The National Menorah Lighting started in 1979 as part of a campaign initiated in 1974 by the Lubavitcher Rebbe—Rabbi Menachem M. Schneerson—to raise awareness of the holiday. It was attended in 1979, in the midst of the Iran hostage crisis, by U.S. President Jimmy Carter, who lit the shamash and shared greetings with the assembled crowd.
Every president since has recognized Hanukkah with a special menorah-lighting. In 1982, the menorah lit in Lafayette Park became publicly referred to as the “National Menorah” by U.S. President Ronald Reagan.
Rabbi Abraham Shemtov—executive chairman of Agudas Chasidei Chabad, the umbrella group of the Chabad-Lubavitch movement; founder of American Friends of Lubavitch (Chabad) as well as the National Menorah program; and chief Chabad-Lubavitch emissary in Philadelphia—also briefly addressed the attendees, speaking about how the Rebbe inspired his emissaries to light public menorahs all over the world.
He was the one who was “able to take the observance of our past, which was limited to the book, the homes and centers—synagogues—and brought it out to the outside world,” said Shemtov.

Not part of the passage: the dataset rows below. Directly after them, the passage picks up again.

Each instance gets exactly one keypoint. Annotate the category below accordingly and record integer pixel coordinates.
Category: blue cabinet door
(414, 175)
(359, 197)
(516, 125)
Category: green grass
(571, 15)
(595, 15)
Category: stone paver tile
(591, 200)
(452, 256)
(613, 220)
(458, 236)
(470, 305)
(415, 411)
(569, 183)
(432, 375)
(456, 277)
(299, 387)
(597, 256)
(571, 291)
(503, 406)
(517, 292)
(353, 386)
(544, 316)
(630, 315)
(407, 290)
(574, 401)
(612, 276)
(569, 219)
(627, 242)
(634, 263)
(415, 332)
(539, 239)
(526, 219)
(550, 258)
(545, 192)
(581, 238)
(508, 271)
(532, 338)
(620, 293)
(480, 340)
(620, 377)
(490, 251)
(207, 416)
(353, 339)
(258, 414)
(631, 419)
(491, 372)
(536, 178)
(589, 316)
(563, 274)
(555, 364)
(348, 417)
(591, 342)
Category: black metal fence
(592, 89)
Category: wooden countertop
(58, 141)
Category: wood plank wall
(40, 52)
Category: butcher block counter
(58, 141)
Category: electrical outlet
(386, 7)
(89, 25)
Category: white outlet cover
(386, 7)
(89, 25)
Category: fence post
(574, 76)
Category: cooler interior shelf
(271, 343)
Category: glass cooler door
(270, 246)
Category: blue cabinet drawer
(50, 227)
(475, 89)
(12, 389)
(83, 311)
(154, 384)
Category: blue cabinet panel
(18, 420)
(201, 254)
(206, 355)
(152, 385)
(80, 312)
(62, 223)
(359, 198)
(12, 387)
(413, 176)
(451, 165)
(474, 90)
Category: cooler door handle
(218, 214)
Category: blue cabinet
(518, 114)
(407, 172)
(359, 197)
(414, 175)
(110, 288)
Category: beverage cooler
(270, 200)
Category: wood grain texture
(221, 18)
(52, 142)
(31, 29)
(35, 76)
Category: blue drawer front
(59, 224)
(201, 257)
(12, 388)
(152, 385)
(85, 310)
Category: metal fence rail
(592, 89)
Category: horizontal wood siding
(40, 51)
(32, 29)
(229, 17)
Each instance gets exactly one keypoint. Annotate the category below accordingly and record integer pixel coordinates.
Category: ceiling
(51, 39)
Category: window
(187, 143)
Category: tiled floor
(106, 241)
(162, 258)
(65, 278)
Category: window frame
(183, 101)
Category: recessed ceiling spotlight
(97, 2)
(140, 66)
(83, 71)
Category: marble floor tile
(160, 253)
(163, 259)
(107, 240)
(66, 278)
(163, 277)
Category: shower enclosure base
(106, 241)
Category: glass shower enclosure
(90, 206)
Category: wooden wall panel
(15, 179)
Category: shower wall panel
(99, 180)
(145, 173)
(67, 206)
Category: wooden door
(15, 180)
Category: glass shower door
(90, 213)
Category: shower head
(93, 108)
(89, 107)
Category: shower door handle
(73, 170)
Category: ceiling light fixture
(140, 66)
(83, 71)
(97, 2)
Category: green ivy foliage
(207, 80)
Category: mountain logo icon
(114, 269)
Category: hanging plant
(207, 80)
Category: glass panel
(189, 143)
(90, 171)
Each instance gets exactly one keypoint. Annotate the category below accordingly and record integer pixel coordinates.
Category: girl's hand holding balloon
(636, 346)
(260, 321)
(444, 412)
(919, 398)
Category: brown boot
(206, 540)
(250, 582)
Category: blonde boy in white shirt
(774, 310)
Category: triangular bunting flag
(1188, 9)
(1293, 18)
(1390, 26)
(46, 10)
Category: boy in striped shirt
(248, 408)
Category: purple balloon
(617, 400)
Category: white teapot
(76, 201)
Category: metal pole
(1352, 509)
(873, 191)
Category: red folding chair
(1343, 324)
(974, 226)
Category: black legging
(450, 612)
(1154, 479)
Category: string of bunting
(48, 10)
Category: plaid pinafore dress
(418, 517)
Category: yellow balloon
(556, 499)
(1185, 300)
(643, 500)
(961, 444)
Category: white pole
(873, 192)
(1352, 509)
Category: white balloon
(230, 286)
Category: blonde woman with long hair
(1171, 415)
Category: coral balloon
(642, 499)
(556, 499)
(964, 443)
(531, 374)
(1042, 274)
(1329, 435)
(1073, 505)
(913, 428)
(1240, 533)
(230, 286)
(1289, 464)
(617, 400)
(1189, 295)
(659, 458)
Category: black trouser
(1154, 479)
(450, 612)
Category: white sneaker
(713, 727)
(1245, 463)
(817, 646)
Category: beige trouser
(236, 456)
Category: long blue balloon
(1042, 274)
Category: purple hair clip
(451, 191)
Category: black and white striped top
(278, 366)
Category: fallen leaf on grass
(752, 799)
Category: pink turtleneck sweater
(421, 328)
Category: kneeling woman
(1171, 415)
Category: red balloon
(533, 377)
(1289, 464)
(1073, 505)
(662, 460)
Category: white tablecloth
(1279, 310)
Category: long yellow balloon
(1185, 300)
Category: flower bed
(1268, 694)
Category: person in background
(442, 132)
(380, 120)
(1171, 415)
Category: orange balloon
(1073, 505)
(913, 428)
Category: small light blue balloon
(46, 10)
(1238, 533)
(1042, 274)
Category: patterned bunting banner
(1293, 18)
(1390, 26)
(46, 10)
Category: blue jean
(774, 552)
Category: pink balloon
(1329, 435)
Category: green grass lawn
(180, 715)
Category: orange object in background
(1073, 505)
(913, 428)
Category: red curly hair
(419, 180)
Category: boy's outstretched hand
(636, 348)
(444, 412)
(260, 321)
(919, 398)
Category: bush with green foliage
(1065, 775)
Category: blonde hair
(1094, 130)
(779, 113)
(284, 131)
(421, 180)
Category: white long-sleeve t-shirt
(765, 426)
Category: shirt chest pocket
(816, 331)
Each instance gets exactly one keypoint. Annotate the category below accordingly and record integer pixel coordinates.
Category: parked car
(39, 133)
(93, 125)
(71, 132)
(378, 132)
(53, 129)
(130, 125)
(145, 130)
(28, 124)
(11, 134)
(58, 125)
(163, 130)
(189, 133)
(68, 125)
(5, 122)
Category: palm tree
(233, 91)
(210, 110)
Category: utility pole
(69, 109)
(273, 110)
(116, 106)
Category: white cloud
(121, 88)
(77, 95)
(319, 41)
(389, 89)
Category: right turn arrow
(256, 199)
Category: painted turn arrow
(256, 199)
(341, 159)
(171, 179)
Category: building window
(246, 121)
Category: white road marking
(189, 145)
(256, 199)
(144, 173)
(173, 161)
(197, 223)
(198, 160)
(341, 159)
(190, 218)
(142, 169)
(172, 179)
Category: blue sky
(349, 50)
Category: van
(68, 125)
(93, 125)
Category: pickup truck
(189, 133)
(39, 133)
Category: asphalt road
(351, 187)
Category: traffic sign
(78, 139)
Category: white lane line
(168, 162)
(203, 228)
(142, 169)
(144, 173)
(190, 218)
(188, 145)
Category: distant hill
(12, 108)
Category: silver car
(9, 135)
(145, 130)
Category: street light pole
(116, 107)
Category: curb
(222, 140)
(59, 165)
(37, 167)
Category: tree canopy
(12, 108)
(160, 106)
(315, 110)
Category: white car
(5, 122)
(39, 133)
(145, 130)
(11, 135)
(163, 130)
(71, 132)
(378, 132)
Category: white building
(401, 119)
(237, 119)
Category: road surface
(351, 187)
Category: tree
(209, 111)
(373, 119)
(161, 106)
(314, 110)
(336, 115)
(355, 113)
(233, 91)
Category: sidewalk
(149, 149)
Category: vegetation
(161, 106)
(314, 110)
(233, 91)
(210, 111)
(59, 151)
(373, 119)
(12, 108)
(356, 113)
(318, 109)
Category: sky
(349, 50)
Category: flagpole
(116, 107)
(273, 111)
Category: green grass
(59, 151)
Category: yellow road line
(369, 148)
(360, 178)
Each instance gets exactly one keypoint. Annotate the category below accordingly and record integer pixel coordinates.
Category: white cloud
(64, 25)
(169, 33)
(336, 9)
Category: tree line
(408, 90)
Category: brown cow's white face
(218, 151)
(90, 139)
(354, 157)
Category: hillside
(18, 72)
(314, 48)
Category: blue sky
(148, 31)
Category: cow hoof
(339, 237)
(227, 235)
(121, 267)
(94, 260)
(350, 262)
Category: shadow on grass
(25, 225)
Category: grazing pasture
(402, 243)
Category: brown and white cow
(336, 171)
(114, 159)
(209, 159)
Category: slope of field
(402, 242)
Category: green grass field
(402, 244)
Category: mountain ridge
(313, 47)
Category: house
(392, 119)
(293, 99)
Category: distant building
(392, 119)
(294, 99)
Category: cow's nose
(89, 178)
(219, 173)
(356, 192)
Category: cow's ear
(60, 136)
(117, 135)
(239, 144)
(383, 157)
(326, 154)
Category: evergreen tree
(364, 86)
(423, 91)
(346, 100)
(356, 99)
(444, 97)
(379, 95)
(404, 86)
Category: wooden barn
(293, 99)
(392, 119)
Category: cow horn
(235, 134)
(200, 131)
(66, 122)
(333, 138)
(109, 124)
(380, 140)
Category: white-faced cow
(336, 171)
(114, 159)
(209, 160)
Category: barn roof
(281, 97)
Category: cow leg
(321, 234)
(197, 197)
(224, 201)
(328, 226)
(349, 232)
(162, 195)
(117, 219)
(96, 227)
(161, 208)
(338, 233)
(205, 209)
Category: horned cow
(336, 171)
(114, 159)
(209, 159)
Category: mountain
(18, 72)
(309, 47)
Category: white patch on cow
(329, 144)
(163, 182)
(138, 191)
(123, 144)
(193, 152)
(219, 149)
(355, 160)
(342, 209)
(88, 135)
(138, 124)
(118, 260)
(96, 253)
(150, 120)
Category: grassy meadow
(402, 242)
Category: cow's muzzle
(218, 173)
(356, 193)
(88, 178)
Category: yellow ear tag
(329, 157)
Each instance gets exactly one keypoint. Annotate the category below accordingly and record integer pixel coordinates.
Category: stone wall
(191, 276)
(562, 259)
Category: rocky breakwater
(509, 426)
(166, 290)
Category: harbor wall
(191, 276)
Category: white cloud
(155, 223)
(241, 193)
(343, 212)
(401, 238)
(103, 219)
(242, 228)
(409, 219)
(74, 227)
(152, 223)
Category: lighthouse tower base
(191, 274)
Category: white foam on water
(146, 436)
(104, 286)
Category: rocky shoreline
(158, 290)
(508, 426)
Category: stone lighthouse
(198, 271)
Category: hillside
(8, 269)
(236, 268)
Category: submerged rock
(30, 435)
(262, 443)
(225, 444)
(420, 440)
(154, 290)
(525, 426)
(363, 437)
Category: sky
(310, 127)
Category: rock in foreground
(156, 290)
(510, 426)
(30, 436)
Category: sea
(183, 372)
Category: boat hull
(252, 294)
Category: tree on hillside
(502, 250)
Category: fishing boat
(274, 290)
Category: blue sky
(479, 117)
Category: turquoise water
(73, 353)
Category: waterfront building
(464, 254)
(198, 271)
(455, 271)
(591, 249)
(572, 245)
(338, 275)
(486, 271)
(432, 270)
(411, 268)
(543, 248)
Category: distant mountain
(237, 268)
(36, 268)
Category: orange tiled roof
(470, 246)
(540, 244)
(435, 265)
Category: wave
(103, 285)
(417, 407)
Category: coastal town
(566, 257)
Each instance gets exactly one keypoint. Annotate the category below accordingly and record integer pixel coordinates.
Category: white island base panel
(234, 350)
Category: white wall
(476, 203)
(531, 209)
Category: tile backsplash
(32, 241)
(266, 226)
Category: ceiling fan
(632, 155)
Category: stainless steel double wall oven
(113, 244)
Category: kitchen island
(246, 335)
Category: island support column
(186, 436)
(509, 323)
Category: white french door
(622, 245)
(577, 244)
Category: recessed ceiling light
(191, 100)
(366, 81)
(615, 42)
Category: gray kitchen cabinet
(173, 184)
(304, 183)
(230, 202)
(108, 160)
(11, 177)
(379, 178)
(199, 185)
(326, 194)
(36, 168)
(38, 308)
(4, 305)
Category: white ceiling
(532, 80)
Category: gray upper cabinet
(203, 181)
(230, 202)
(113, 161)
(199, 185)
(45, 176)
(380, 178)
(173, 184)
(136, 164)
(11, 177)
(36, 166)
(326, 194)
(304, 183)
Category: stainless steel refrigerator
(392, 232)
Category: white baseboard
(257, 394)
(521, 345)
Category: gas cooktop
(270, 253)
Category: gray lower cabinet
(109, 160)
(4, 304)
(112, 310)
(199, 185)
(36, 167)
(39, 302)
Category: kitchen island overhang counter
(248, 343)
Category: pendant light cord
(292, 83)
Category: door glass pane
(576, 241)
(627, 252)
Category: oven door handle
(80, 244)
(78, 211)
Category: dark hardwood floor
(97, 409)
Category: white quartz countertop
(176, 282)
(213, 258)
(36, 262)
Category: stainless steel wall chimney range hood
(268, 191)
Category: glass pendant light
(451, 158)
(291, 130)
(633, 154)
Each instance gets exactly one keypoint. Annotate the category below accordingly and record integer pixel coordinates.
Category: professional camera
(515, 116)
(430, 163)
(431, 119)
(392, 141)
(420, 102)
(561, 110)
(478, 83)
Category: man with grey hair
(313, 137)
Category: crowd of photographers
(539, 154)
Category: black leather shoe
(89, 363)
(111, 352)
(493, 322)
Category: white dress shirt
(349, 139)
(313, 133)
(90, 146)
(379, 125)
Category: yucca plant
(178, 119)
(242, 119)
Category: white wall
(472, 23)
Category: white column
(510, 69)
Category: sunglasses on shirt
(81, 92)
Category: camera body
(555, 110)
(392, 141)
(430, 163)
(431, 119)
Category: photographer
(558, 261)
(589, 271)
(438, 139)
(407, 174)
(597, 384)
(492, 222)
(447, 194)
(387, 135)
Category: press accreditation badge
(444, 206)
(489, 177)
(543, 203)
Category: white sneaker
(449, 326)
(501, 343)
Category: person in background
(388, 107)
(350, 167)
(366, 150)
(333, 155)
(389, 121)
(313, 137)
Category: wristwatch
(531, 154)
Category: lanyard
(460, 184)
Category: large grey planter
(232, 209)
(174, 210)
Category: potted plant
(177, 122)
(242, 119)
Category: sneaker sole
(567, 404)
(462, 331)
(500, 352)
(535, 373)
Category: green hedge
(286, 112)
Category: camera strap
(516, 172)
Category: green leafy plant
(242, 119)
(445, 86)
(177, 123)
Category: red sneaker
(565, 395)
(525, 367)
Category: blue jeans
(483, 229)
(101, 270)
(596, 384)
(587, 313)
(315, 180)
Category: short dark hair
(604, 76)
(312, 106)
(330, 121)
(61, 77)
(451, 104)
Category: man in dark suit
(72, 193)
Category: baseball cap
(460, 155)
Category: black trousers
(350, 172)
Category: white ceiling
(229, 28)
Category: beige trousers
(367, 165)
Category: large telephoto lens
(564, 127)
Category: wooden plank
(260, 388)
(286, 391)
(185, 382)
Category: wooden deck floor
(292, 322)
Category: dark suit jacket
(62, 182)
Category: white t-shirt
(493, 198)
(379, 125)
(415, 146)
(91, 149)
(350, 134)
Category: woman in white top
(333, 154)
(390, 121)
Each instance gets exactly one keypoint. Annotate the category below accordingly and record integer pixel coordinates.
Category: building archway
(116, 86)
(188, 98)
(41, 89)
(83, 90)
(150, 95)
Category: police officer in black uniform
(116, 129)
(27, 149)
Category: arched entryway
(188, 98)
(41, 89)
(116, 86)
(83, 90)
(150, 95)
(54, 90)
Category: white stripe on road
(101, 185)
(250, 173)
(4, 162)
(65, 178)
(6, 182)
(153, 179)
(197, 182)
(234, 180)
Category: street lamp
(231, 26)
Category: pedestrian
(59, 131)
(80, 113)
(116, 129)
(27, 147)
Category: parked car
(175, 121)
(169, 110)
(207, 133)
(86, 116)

“The Rebbe rose us at the time when we and others like [us] have just recovered after the Holocaust, ran away from Russia,” he said. “Observance of Yiddishkeit took a lot of guts, which only a few were able to follow. And this was the Rebbe, who took everything out of the books into real life. As a result, there’s no point in the world today that does not have a shaliach [‘emissary’] and a functioning organization, and the possibility for the observance of our Jewishness and our message to the world.”
Then a scissor lift raised both rabbis—as well as Levi Shemtov’s son Rabbi Menachem Shemtov, and philanthropists Louis Mayberg and Brock Pierce—to the top of the 30-foot-high menorah, where they lit the shamash (“helper candle”) and the first night’s candle. Accompanied by the band, “The Three Cantors”—Jeff Nadel, Avi Albrecht and Aryeh Leib Hurwitz—sang the menorah-lighting prayers.
Hurwitz said “with precautions, we’ve got back to performing almost entirely back to the way it was before the pandemic, which is great. I missed the stage but am glad to see that so many are now coming out and getting back to a sense of normalcy.”
In addition to some lively traditional Hanukkah songs, the cantors ended with “Oseh Shalom,” a song for peace, in addition to “God Bless America.”